The Anarchist kept shouting that if they went downwind, they’d be safe.
 

And Joey Pants kept saying that he knew, he knew, and that he totally agreed, and that he was doing his best to avoid that bullshit, and then he wrenched the wheel, trimmed the sails, and tried, yet again, to steer as close to upwind as the sails would let him, directly into the maw of the storm.
 

The Anarchist awoke with the sun in his eyes. The apartment was quiet. His heart was pounding, but not from fear. From exhilaration.
 

After the tympani in his chest had settled, he looked across the room with foot-dragging irritation. Somewhere, in the mountain of papers on his desk, there were several grad school applications that had been mocking him for weeks. He’d sworn that today – which he had completely off from both school and work – was the day he’d finally fill them out. Finally look through his options for next year. Finally take some proactive action. Finally pretend to be an adult.

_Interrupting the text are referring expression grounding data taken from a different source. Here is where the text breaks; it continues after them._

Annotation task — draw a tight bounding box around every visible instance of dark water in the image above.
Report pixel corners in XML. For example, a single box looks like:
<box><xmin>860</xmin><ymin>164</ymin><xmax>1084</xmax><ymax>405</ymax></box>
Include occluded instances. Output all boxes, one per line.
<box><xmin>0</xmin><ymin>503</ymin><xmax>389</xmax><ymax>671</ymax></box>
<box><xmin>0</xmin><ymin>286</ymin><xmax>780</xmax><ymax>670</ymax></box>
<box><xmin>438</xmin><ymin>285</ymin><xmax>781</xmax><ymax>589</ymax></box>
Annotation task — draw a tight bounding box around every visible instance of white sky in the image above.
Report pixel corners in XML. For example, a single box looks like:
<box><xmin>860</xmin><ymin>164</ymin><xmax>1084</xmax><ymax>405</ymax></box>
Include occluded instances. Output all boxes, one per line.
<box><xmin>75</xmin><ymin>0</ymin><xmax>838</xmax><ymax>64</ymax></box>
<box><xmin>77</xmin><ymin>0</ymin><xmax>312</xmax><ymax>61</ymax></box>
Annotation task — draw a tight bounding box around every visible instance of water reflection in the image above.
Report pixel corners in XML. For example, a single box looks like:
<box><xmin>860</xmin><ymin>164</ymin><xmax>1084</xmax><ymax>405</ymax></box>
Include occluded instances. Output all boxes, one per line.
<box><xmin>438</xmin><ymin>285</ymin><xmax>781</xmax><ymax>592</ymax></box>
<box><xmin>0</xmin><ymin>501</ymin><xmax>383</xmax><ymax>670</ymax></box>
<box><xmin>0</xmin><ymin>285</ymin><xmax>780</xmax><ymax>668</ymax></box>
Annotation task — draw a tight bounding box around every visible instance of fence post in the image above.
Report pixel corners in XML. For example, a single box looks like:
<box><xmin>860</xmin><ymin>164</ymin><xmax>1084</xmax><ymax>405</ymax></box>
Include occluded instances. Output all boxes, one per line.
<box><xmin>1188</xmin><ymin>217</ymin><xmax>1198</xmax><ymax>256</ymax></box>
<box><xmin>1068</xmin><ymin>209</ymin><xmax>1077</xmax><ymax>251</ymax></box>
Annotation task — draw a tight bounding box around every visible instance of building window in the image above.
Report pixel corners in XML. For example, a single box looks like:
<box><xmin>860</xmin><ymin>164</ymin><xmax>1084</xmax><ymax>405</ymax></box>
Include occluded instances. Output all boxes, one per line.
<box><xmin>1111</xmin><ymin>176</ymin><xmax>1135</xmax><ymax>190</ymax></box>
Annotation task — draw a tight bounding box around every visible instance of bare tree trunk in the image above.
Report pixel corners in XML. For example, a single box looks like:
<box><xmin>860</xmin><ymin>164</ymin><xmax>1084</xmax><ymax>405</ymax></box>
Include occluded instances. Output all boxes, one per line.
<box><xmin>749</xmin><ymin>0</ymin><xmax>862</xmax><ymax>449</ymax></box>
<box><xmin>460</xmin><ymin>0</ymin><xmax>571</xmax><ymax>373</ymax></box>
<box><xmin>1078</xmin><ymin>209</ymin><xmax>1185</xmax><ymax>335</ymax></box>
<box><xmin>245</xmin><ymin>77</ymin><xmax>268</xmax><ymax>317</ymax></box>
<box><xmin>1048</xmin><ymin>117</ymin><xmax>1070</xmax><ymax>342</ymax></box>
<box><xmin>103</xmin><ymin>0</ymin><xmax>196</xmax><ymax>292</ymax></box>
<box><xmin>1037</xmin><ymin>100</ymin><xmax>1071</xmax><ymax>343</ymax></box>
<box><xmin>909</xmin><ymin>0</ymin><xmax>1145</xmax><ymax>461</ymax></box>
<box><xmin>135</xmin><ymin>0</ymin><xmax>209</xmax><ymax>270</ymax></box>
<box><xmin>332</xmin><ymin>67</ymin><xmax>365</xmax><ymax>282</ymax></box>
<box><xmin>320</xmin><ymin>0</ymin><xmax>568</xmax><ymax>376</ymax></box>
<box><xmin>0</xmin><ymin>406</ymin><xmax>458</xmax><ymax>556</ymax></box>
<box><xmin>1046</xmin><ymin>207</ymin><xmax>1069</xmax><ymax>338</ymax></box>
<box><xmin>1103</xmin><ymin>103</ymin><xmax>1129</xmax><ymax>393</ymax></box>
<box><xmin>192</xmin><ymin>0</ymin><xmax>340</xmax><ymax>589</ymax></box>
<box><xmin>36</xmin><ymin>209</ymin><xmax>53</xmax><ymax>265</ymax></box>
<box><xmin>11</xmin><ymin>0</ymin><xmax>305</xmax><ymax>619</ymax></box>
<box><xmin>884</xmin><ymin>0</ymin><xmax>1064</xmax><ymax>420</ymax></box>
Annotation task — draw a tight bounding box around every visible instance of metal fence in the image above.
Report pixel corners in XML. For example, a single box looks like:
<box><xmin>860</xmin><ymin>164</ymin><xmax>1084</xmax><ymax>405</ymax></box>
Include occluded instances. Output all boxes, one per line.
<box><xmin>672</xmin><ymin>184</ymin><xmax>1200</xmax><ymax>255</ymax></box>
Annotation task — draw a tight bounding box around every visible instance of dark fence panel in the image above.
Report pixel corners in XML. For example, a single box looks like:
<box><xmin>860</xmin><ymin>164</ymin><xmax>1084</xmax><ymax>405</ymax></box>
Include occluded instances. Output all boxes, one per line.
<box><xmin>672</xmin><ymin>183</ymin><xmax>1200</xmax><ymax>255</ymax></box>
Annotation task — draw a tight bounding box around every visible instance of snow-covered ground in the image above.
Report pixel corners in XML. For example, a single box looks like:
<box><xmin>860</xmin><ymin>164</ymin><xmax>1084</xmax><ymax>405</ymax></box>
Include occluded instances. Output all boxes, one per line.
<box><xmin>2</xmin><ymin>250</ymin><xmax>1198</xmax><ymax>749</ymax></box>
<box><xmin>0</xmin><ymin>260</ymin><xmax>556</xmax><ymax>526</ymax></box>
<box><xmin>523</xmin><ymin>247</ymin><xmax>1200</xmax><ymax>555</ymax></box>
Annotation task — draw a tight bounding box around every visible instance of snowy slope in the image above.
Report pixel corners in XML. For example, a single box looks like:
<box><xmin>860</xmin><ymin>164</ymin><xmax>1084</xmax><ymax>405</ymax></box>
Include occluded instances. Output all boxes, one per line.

Next year was still a question mark. He wasn’t sure what the next step would be, after he graduated and the free rides ended. But you didn’t find these things out by sitting on your hands. There were people in the world who got up, did only what was in front of them, and then went home and went to sleep so that they could repeat it the next day. You’d get trapped if you lived that way. You’d get trapped into a no man’s land of living by default if you... if you ignored your grad school applications until it was too late.
 

He willed himself to get up, to walk over and start filling the damn things out before he got distracted by something else.
 

Ugh. Fucking boring.

But what was he going to do, work in a deli forever? He sat up and steeled himself as if he were going to jump into a pool of ice water.
 

Let’s do this thing,
he told himself.

He’d spent too much time over the past few weeks hanging out and goofing off. Too much time pursuing hobbies. Too much time talking to people on the internet, and too damn much time writing short stories that never got published. Too much time at Bingham’s. Sure, Bingham’s paid the bills, but only insofar as a college student with parental support can be said to
need
to pay the bills. It wasn’t important. It was a distraction.

He tried to psych himself up.
 

C’mon. Grad school apps. Today! Hoo-rah!

Sufficiently psyched, he got up, walked past his desk, and gave the stack of paperwork the finger. Then he got dressed and climbed into his car to drive to Bingham’s.

Screw responsibility. The applications could wait another few days.
 

Sometimes, you’ve just gotta say, “What the fuck.”

There’d be time for regrets later.

CHAPTER EIGHT
Discovery
1.

“People are stupid.”

“Fucking-A right. Amen.”

The Anarchist waved a dismissing hand. “No, no,” he told Philip shortly. “I know what you’re thinking, but that’s not it at all. I don’t mean, ‘There are a lot of people in the world, and they are unintelligent.’ I mean it as a philosophy. A way of existing. Plan your life around this: People are stupid. People are cows.”